A significant outbreak of a virus spread from rats has struck towns in the United States, and authorities are trying to get a handle on the problem.
Authorities are warning the public after an outbreak of a rat virus that has been linked to ratteries in Illinois and Wisconsin, and public health officials are working to get a handle on the problem. The virus is rarely seen in the United States, but it recently infected eight people in the two states who worked in facilities that bred pet rats.

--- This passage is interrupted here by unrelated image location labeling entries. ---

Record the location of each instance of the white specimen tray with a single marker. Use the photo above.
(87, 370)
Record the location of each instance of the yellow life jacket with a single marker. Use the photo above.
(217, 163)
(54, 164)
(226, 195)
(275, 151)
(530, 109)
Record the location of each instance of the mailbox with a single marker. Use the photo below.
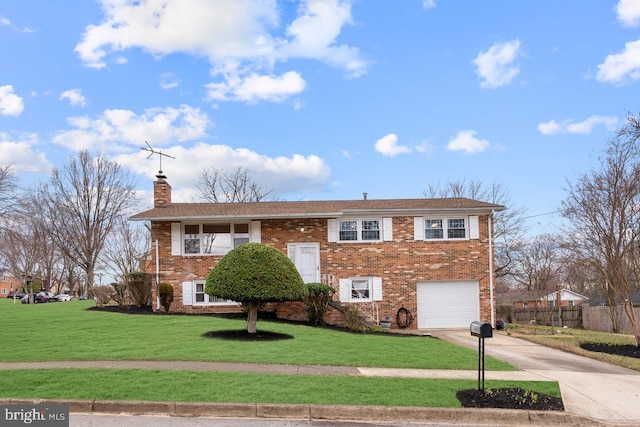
(481, 330)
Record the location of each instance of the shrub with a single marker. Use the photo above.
(352, 317)
(139, 288)
(120, 294)
(317, 302)
(254, 274)
(166, 295)
(102, 294)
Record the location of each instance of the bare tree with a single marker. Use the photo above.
(23, 242)
(125, 247)
(603, 208)
(508, 224)
(8, 187)
(230, 186)
(81, 204)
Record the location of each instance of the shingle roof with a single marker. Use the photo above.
(316, 209)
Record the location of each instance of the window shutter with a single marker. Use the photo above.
(418, 228)
(387, 229)
(332, 227)
(377, 288)
(256, 232)
(187, 295)
(344, 290)
(474, 228)
(176, 240)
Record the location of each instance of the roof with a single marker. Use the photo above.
(316, 209)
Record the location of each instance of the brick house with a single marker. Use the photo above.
(432, 257)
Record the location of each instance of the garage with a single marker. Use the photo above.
(448, 304)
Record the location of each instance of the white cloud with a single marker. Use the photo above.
(496, 67)
(241, 39)
(388, 146)
(10, 103)
(428, 4)
(114, 129)
(74, 96)
(617, 68)
(628, 12)
(254, 88)
(21, 153)
(583, 128)
(466, 141)
(283, 175)
(169, 81)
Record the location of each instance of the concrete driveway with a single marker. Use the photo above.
(589, 387)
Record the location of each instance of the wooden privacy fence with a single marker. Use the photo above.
(567, 316)
(599, 318)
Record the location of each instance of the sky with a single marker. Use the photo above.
(322, 99)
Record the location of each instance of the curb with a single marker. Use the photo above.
(493, 417)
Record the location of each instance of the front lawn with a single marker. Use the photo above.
(571, 340)
(190, 386)
(69, 331)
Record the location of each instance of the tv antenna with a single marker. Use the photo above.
(151, 151)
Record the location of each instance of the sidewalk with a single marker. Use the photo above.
(466, 416)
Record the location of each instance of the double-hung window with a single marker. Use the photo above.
(361, 289)
(359, 230)
(445, 228)
(202, 298)
(213, 238)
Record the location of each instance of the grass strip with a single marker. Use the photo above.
(70, 331)
(196, 386)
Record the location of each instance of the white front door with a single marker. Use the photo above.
(306, 258)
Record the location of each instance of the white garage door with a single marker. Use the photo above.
(448, 304)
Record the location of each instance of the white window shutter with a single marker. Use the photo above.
(474, 227)
(418, 228)
(332, 230)
(256, 233)
(377, 288)
(187, 293)
(176, 238)
(387, 229)
(345, 290)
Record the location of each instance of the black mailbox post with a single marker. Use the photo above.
(482, 331)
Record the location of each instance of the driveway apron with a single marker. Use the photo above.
(589, 387)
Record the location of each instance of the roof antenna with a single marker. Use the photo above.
(160, 154)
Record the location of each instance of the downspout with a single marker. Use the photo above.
(493, 320)
(157, 278)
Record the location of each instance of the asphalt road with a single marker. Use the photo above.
(104, 420)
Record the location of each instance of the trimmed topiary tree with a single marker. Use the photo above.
(254, 274)
(317, 302)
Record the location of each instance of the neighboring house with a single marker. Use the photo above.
(429, 256)
(540, 299)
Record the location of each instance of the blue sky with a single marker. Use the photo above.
(322, 99)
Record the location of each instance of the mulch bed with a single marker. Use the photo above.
(509, 398)
(627, 350)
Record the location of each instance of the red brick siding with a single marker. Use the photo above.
(400, 263)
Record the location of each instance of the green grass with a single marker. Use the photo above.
(191, 386)
(569, 340)
(68, 331)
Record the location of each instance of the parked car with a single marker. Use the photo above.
(39, 298)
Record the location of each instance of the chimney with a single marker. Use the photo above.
(161, 191)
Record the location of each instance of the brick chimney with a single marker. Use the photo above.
(161, 191)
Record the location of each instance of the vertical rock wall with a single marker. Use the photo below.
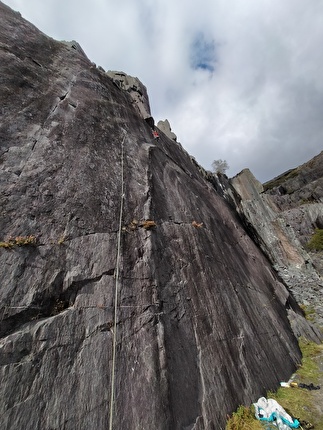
(201, 318)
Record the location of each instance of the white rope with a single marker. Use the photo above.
(116, 289)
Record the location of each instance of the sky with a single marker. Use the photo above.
(238, 80)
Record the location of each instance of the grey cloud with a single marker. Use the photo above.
(240, 81)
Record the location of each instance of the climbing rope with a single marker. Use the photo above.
(117, 288)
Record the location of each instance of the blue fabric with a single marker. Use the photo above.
(272, 417)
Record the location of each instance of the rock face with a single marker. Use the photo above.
(280, 233)
(136, 89)
(164, 126)
(201, 322)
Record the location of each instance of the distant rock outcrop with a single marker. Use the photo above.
(279, 232)
(128, 283)
(164, 126)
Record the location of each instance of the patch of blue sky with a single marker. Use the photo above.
(203, 53)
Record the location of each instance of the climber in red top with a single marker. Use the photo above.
(156, 135)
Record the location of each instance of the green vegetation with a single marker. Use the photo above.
(244, 419)
(299, 403)
(19, 241)
(316, 241)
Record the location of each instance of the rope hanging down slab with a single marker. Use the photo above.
(117, 289)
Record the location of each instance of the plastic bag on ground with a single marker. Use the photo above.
(269, 410)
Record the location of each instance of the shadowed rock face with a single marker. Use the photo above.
(201, 320)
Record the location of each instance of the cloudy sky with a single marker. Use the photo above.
(239, 80)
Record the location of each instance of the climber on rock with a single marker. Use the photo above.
(156, 135)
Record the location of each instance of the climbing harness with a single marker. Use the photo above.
(117, 287)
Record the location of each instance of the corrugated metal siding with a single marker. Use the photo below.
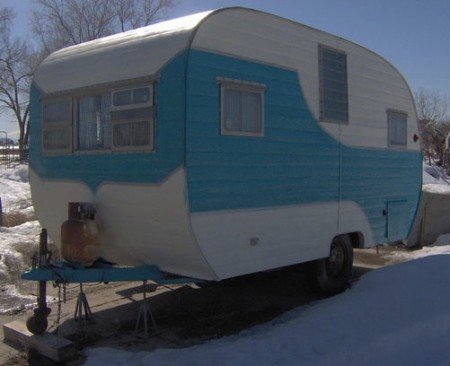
(295, 162)
(234, 172)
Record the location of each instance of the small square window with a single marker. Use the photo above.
(333, 85)
(56, 126)
(242, 108)
(397, 128)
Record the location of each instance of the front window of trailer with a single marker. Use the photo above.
(94, 122)
(109, 120)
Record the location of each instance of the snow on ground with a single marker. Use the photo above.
(17, 244)
(398, 315)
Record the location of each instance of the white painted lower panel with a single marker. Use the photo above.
(140, 224)
(246, 241)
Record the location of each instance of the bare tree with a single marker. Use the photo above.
(17, 64)
(61, 23)
(432, 109)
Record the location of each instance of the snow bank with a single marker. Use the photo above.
(398, 315)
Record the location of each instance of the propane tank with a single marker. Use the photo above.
(80, 239)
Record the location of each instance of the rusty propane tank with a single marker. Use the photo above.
(80, 239)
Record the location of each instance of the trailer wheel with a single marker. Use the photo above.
(335, 272)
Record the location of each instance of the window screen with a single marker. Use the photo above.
(397, 128)
(333, 85)
(242, 108)
(56, 126)
(94, 122)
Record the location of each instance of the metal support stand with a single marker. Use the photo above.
(143, 316)
(82, 304)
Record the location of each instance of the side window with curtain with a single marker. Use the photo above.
(397, 128)
(242, 108)
(57, 126)
(94, 122)
(132, 119)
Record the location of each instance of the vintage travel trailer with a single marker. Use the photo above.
(224, 143)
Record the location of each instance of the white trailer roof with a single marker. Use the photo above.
(117, 57)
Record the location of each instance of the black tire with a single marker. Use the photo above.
(334, 273)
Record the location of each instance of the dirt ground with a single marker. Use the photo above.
(184, 315)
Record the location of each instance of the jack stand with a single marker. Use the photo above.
(82, 304)
(143, 315)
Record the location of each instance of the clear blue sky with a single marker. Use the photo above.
(411, 34)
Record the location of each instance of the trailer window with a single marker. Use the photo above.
(242, 108)
(94, 122)
(132, 116)
(56, 128)
(397, 128)
(333, 86)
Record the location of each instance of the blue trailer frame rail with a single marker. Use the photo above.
(63, 272)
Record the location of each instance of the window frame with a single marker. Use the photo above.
(132, 89)
(76, 121)
(326, 116)
(63, 125)
(241, 86)
(135, 106)
(390, 143)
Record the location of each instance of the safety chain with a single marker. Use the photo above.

It all started when two people in Wisconsin who worked in a rat-breeding facility became ill in December, forcing the hospitalization of one of them. The breeders tested positive for what is known as the Seoul virus, which is part of a group of viruses found in rodents. Later, health officials discovered that six people who worked at facilities in Illinois were infected with the same virus.
The virus infects a rat species called the Norway or brown rat, which is found worldwide. It’s possible for people to catch the virus from rats, but it’s rare and almost always happen in Asia. This is the first time the Seoul virus has been linked to pet rats in the U.S.
“Seoul virus is not known to be transmitted from person to person. Therefore, the general public is at extremely low risk,” said IDPH Director Nirav D. Shah, M.D., J.D. “Out of an abundance of caution, we want to let the public know in the event they have recently purchased rats from an affected facility and become ill.”